At a broad level, what then does this product evolution with loans and private debt funds signify? Just how important an opportunity is this for the asset management industry going forward?
“I think for the European asset management industry this is a clear structural opportunity over the medium term provided the fundamentals remain structural,” says Bocci. “The behaviour of banks is predictable to some extent, balance sheets are shrinking and NPLs are at record high; there is, quite simply, a structural need for financing SMEs and whilst that exists it will support this alternative funding market. That’s why we think the asset management industry has responded quite significantly with the issuance of a wide number of new funds.
“We do not think the banking issue will be solved any time soon but at the same time SME’s cannot afford to stop innovation, potential M&A activity etc, with respect to their competitors on a global basis.”
In total, 29 per cent and 17 per cent of all funds (both open and closed-ended) analysed in the report are domiciled in Luxembourg and Ireland. Guidetti confirms that they continue to see more and more managers in the process of registering and launching new funds in these two domiciles (and to a lesser extent in offshore domiciles including Cayman, Guernsey and Jersey) and that such a trend will continue in 2014 and beyond. Moreover, recent introduction of the AIFM Directive will facilitate cross-country distribution across Europe in a more competitive environment.

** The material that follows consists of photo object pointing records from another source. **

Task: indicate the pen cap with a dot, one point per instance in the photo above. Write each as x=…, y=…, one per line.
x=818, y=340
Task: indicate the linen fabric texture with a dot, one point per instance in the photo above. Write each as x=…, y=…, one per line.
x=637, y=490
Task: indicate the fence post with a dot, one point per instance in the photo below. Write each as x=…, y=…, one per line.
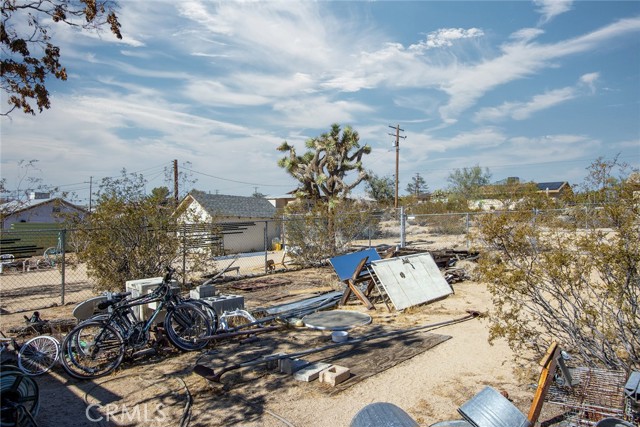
x=468, y=228
x=62, y=234
x=184, y=254
x=403, y=225
x=266, y=245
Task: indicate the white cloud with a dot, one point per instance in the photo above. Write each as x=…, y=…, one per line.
x=520, y=59
x=589, y=80
x=549, y=9
x=445, y=37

Most of the largest asset managers are launching dedicated funds for their global investor base. Keep in mind that in the European market there’s been a good flow of new assets into the market as a consequence of these fund launches. There is a lot of interest among investors for these specialised debt funds.
“There’s clearly a widening of the product offering and that will encourage investors to allocate fresh assets into this market going forward,” says Guidetti.
Factor in the changes being made to the European regulatory framework in respect to ELTIF, to support both institutional and retail savings allocating into long-term asset classes, and the overwhelming conclusion one arrives at is that Europe’s debt market is set to evolve at pace over the coming years.
And that’s good news for all parties concerned: asset managers, investors, and of course, the SMEs themselves.